Carey prior to this issue reduced Vampirella's mental capacity to that of a child. This was due to her delving deep into her origins--the purpose of the series--thanks to a spell cast by one of the former members of the supernatural espionage team the Circus, for which Vee freelances. Through these events, Vampirella has found herself once again cast to Drakulon, a location in hell. Though under the care of her father, Belial, other demons do not feel the need for such pampering.

The dialogue spouted by the demon is hateful to Vampirella but not to women in general. He treats her as he would any killer of brethren. Her natural strengths and prowess have not been diluted because she's a woman. They have been reduced due to the psychological block of her younger self's personality usurping her more experienced personality. Indeed, it's the child that many would like a woman to be that weakens Vampirella.

The demon does not wish force sex. It wishes to cause Vampirella pain, and there is no implication of rape. The actions of the demon do not provide voyeuristic entertainment, where Vampirella is a metaphor for any woman, beaten down to her "proper place" by a man.

The way in which Lilly stages the scenes exhibit more than skill. He displays an understanding of the meaning behind poses and body language. Vampirella is framed in these panels to create the illusion that she is small. This reinforces the theme of she being reduced to a child-like state. Again, there's no implication of a woman being small before a man.

Lilly through forced perspective inflates the demon's size and threat. When the actual torture occurs, the demon aims his whip at Vampirella's face, not her breasts. When Vampirella falls the frame centers around Vampirella's face. The object of the writer and artist is to show pain not an excuse for Vampirella's body.

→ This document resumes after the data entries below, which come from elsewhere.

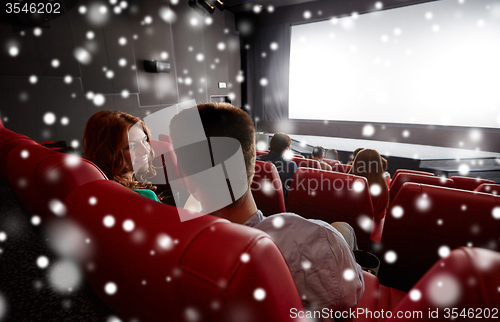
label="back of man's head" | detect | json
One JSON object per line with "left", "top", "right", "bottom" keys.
{"left": 269, "top": 132, "right": 291, "bottom": 154}
{"left": 312, "top": 146, "right": 325, "bottom": 159}
{"left": 169, "top": 102, "right": 256, "bottom": 188}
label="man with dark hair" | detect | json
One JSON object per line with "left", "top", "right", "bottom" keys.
{"left": 311, "top": 146, "right": 332, "bottom": 171}
{"left": 257, "top": 132, "right": 297, "bottom": 206}
{"left": 169, "top": 103, "right": 364, "bottom": 311}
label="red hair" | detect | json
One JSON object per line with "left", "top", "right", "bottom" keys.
{"left": 83, "top": 110, "right": 156, "bottom": 190}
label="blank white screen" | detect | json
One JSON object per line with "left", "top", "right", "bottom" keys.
{"left": 288, "top": 0, "right": 500, "bottom": 129}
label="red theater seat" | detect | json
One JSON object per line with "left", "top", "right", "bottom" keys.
{"left": 389, "top": 173, "right": 455, "bottom": 203}
{"left": 288, "top": 168, "right": 379, "bottom": 250}
{"left": 379, "top": 182, "right": 500, "bottom": 291}
{"left": 323, "top": 158, "right": 340, "bottom": 168}
{"left": 252, "top": 160, "right": 286, "bottom": 216}
{"left": 386, "top": 247, "right": 500, "bottom": 321}
{"left": 291, "top": 157, "right": 320, "bottom": 169}
{"left": 393, "top": 169, "right": 435, "bottom": 179}
{"left": 450, "top": 176, "right": 495, "bottom": 191}
{"left": 475, "top": 183, "right": 500, "bottom": 195}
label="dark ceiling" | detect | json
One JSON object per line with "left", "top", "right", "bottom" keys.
{"left": 222, "top": 0, "right": 319, "bottom": 13}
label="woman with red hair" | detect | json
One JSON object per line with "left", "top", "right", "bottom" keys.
{"left": 349, "top": 149, "right": 389, "bottom": 220}
{"left": 83, "top": 110, "right": 159, "bottom": 201}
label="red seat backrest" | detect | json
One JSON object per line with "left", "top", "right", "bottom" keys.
{"left": 388, "top": 247, "right": 500, "bottom": 321}
{"left": 323, "top": 158, "right": 340, "bottom": 168}
{"left": 331, "top": 164, "right": 352, "bottom": 173}
{"left": 288, "top": 168, "right": 375, "bottom": 249}
{"left": 251, "top": 160, "right": 286, "bottom": 216}
{"left": 393, "top": 169, "right": 435, "bottom": 179}
{"left": 62, "top": 180, "right": 304, "bottom": 321}
{"left": 291, "top": 157, "right": 320, "bottom": 169}
{"left": 450, "top": 176, "right": 495, "bottom": 191}
{"left": 379, "top": 182, "right": 500, "bottom": 291}
{"left": 475, "top": 183, "right": 500, "bottom": 195}
{"left": 256, "top": 149, "right": 269, "bottom": 156}
{"left": 158, "top": 134, "right": 172, "bottom": 143}
{"left": 389, "top": 173, "right": 455, "bottom": 203}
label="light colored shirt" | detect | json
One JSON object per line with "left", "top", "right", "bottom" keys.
{"left": 245, "top": 211, "right": 364, "bottom": 311}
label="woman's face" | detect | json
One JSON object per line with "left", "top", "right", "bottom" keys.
{"left": 123, "top": 124, "right": 151, "bottom": 173}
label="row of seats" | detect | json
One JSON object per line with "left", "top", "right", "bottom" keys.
{"left": 3, "top": 120, "right": 500, "bottom": 321}
{"left": 0, "top": 121, "right": 304, "bottom": 321}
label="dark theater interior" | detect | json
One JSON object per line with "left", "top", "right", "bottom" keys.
{"left": 1, "top": 0, "right": 500, "bottom": 321}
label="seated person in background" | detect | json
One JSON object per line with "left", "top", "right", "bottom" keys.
{"left": 170, "top": 103, "right": 364, "bottom": 311}
{"left": 311, "top": 146, "right": 332, "bottom": 171}
{"left": 83, "top": 110, "right": 160, "bottom": 202}
{"left": 349, "top": 149, "right": 389, "bottom": 220}
{"left": 257, "top": 132, "right": 297, "bottom": 206}
{"left": 326, "top": 148, "right": 339, "bottom": 162}
{"left": 348, "top": 147, "right": 364, "bottom": 165}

In the next panel, the demon cracks the whip against Vampirella's back. The skimpiness of Vampirella's traditional costume should emphasize her attributes, but the pose chosen by Lilly is neither sexy nor sensual, and you can clearly see the pain expressed by the character. Lilly captures the scene's entirety. The demon in the corner whips his victim in the other corner, and he also uses artistic license to give Vampirella a more angular appearance to play down suppleness. She almost appears to mimic a cat shocked by electricity.

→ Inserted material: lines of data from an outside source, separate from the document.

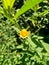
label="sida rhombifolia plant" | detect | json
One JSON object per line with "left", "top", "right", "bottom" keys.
{"left": 0, "top": 0, "right": 49, "bottom": 65}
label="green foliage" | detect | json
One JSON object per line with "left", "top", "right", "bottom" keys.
{"left": 14, "top": 0, "right": 43, "bottom": 19}
{"left": 0, "top": 0, "right": 49, "bottom": 65}
{"left": 2, "top": 0, "right": 15, "bottom": 9}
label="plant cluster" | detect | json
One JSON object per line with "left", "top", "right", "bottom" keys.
{"left": 0, "top": 0, "right": 49, "bottom": 65}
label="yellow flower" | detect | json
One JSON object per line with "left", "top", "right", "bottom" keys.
{"left": 20, "top": 29, "right": 29, "bottom": 39}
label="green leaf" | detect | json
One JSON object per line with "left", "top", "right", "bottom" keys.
{"left": 14, "top": 0, "right": 43, "bottom": 19}
{"left": 2, "top": 0, "right": 15, "bottom": 9}
{"left": 0, "top": 7, "right": 4, "bottom": 14}
{"left": 27, "top": 36, "right": 36, "bottom": 48}
{"left": 40, "top": 40, "right": 49, "bottom": 53}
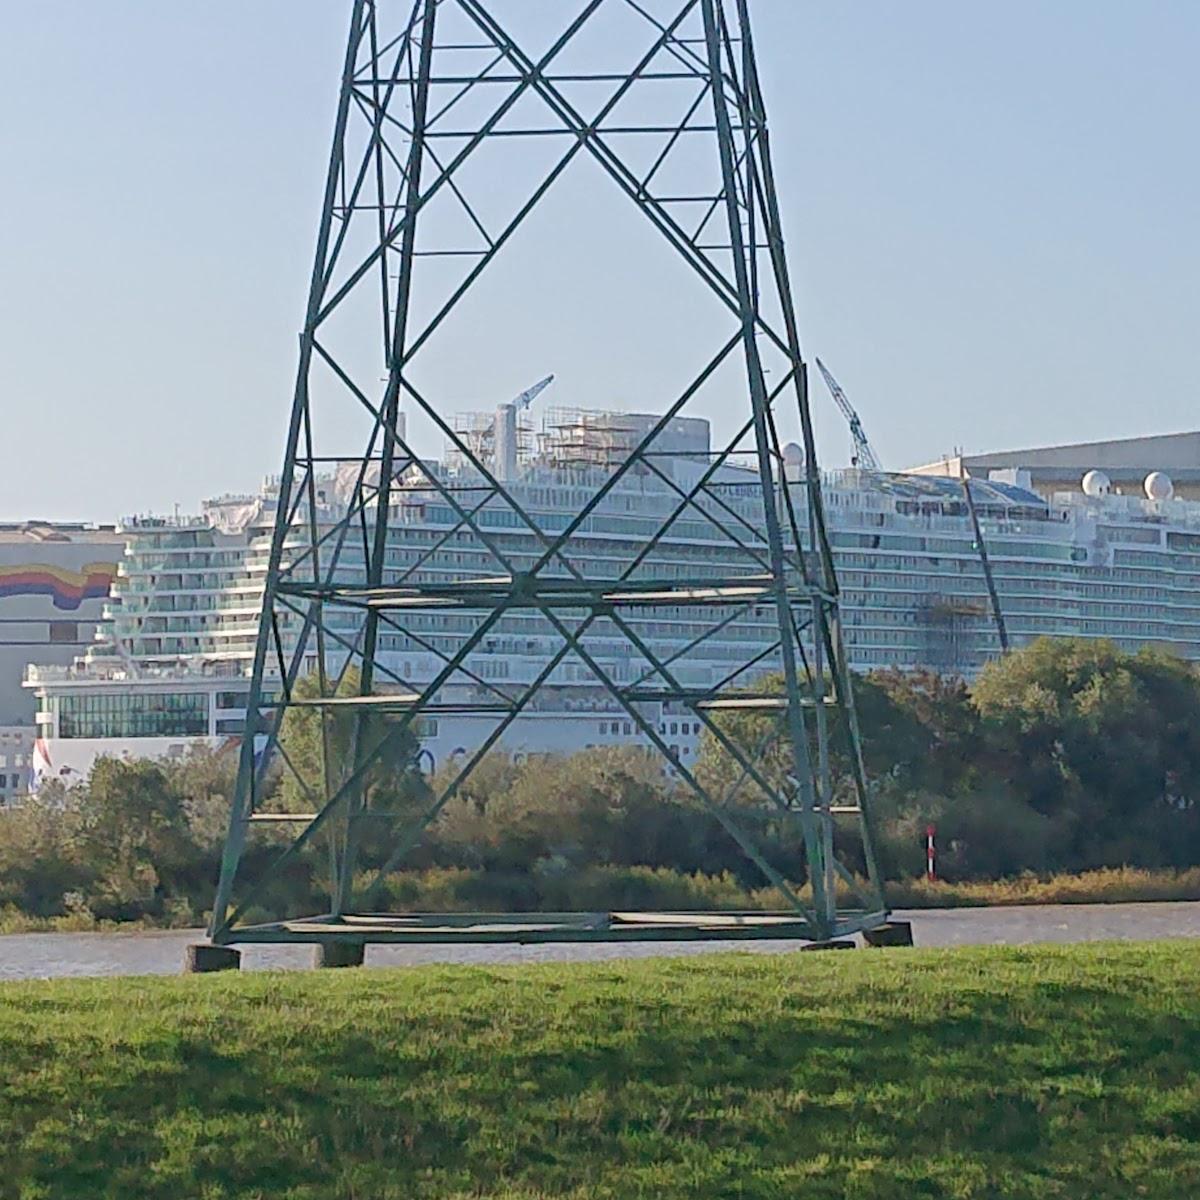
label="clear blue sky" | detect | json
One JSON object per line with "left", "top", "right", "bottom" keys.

The demon grabs a fistful of Vampirella's hair and pulls her head off the ground. Lilly carefully positions the demon behind her. It towers over Vampirella, and the positioning of the demon and Vampirella make it impossible for the suggestion of rape. The next panel shows the demon personally slashing her face. The demon's rationale is to rob Vampirella of her beauty that which the demon assumes she treasures the most, and take away her identity, which all treasure the most.

The next page done in black serves as a backdrop for falling shard-like panels. The first shows the aftermath of the demon's assault. Vampirella's wounds bleed profusely and without any hint of sex appeal. In the next two shards, Vampirella begins to regain her senses. In the final panel, Vampirella returns, and here Lilly draws an angry, deadly face of a demon-killer.

Once the woman has taken back the throne from the child Carey and Lilly proceed to display what would have happened had the demon attempted to torture Vampirella and not her younger self. This is a stunning display of Vampirella's strength, visually represented by a taut musculature and accented in such a way that actually conceals her breasts and her experience and intelligence in battle. They also give the demon more honor by having him state:

"So, you're in your right mind again. That suits me well, I'd rather take you as an equal.

Despite Vampirella wearing the scantest uniform of any super-hero ever created there is no hatred for womankind or sexism in Revelations. Instead, readers find one of the few still resonant, still capable, still impressive characters created in the silver age.